SG Dynamo Schwerin
- Full name: Sportgemeinschaft Dynamo Schwerin e.V.
- Founded: 27 November 2003; 22 years ago
- Ground: Sportpark Lankow, Schwerin
- Capacity: 2,000
- Chairman: Maik Ventzke
- Head coach: Jano Klempkow
- League: Verbandsliga Mecklenburg-Vorpommern (VI)
- 2025–26: NOFV-Oberliga, 14th of 16 (relegated)
- Website: https://sg-dynamo-schwerin-ev.de/

= SG Dynamo Schwerin (2003) =

SG Dynamo Schwerin, also known as Dynamo Schwerin, is a German football club from Schwerin in Mecklenburg-Vorpommern. It was founded in 2003 and plays in the Verbandsliga Mecklenburg-Vorpommern. The home ground of Dynamo Schwerin is Sportpark Lankow.

== History ==

=== 1953–2003: Background ===
Historically, SG Dynamo Schwerin refers to a sports community of the SV Dynamo sports association founded in 1953. SV Dynamo was the sport association related to the Volkspolizei and the Stasi. In 1990 SG Dynamo Schwerin (during the Peaceful Revolution renamed to PSV Schwerin) reached the FDGB Cup final, losing 2–1 against Dynamo Dresden. The next season PSV Schwerin played against Austria Wien in the UEFA Cup Winners' Cup, losing 0–2 on aggregate.

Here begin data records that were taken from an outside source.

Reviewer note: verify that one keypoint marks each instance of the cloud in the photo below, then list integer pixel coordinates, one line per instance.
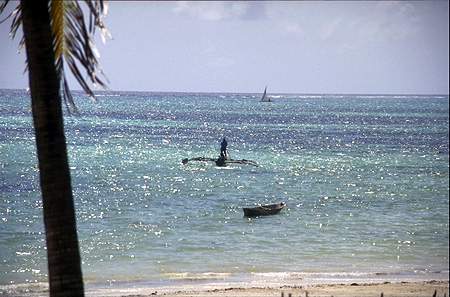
(329, 28)
(216, 11)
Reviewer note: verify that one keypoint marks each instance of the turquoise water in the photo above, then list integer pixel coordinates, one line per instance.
(365, 179)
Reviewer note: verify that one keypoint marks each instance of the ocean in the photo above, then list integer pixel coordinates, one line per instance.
(365, 179)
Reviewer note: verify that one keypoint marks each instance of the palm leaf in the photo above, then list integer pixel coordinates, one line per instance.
(73, 44)
(72, 41)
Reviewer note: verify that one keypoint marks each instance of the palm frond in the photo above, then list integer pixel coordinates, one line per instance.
(72, 41)
(73, 44)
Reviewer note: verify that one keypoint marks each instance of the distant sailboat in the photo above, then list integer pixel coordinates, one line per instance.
(265, 98)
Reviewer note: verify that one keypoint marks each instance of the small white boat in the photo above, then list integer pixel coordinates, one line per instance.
(265, 98)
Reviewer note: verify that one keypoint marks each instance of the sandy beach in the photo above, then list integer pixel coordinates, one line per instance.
(417, 288)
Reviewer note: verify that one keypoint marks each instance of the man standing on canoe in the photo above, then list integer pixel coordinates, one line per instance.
(223, 148)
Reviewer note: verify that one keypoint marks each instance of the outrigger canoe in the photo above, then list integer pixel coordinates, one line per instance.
(264, 210)
(220, 161)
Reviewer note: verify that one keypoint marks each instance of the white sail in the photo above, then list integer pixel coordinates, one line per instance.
(265, 98)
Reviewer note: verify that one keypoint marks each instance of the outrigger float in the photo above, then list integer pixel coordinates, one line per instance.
(221, 161)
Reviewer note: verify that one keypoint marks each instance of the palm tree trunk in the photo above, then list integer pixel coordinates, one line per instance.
(64, 265)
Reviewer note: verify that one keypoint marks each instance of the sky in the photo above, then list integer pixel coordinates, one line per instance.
(305, 47)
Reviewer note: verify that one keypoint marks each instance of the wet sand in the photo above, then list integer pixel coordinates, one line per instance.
(419, 288)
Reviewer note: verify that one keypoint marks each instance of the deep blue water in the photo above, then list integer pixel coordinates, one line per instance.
(365, 178)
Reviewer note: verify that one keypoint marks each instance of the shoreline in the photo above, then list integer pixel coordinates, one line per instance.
(361, 288)
(398, 287)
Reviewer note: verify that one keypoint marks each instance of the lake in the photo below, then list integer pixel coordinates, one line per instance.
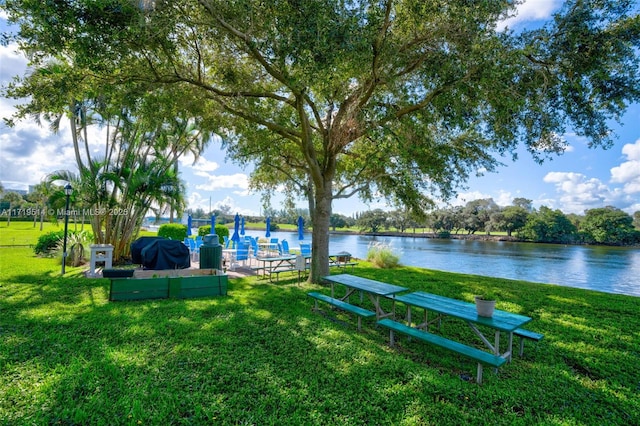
(608, 269)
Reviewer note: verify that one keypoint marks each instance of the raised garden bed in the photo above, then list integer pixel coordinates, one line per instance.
(163, 284)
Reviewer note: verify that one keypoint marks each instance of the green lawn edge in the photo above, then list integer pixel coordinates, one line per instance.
(261, 355)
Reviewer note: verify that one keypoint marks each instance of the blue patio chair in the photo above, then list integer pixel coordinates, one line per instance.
(242, 253)
(305, 249)
(254, 246)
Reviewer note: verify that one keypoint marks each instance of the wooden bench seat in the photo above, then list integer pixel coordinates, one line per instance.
(481, 357)
(357, 310)
(527, 334)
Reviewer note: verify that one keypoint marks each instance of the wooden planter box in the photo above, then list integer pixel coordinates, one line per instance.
(174, 284)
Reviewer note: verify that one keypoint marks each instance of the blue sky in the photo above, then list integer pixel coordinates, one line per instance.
(580, 179)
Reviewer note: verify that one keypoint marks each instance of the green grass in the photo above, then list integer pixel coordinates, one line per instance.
(261, 356)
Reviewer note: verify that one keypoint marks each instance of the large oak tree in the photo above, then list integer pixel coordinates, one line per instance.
(331, 98)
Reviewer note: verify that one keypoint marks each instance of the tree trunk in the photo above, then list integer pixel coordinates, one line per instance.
(320, 243)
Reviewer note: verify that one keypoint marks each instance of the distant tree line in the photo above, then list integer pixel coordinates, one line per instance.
(607, 225)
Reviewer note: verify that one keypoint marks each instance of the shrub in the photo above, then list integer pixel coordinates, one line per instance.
(221, 231)
(173, 231)
(380, 255)
(52, 242)
(48, 243)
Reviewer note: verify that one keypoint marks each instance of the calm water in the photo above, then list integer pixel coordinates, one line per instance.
(609, 269)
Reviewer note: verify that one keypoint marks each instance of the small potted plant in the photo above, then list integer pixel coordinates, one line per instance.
(485, 304)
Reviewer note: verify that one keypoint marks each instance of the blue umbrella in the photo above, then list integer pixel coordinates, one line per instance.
(300, 228)
(236, 225)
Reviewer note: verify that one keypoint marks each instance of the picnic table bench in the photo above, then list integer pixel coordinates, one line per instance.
(360, 312)
(482, 357)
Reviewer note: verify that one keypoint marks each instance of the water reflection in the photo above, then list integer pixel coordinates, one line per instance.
(609, 269)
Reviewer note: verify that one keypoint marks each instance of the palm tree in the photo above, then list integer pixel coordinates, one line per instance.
(15, 200)
(40, 197)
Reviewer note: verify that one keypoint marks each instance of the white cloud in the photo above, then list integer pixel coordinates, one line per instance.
(531, 10)
(628, 173)
(238, 180)
(578, 193)
(202, 167)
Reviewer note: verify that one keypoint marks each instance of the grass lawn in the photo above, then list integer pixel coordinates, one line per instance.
(261, 356)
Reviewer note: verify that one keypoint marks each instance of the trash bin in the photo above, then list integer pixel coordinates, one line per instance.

After the German reunification PSV Schwerin (after 1991 renamed to 1. FSV Schwerin) went through a number of mergers and finally in 2013 merged with FC Mecklenburg Schwerin. Therefore there is no formal historical link between the historical club and the new Dynamo founded in 2003, although the new SG Dynamo does place itself in the old Dynamo tradition.

=== 2003–present ===
At first Dynamo competed in the Kreisliga. After three consecutive promotions, the club played for fourteen years in the Landesliga West in Mecklenburg-Vorpommern (7th level). Dynamo was promoted to the Verbandsliga Mecklenburg-Vorpommern on a points per game basis after the 2020/2021 season was cut short due to the corona virus pandemic. The next season the club achieved another promotion to the Oberliga Nordost (5th level). Dynamo Dresden legend, and former East German footballer of the year, Torsten Gütschow became the new coach of Dynamo for the 2023–24 season. However, due to lack of success in the 2023–24 NOFV-Oberliga Nord, Gütschow was dismissed after just two and a half months in office.

== Stadium ==
The home ground of Dynamo is Sportpark Lankow, which it shares with FC Mecklenburg Schwerin.

Dynamo was based at the Sportplatz Paulshöhe in the district of Ostorf in until June 2022. The Paulshöhe sports centre was the home ground of the old SG Dynamo Schwerin during the East German era.

The club and its supporters unsuccessfully campaigned for the preservation of the Paulshöhe sports center as the oldest sports field in the city of Schwerin. In 2010, however, the city council decided to redevelop the sports area into a residential area.

== Extreme right affiliations ==
Part of the supporters are considered right-wing extremists and belong to the hooligan scene. In 2017 it was discovered that a NPD linked company was a sponsor of Dynamo, after which the club ended cooperation with the company. Jens-Holger Schneider, former chairman of SG Dynamo, is considered to have been part of the right-wing extremist scene in Mecklenburg-Vorpommern for many years and has been a member of the Mecklenburg-Vorpommern Landtag for the AfD since 2017.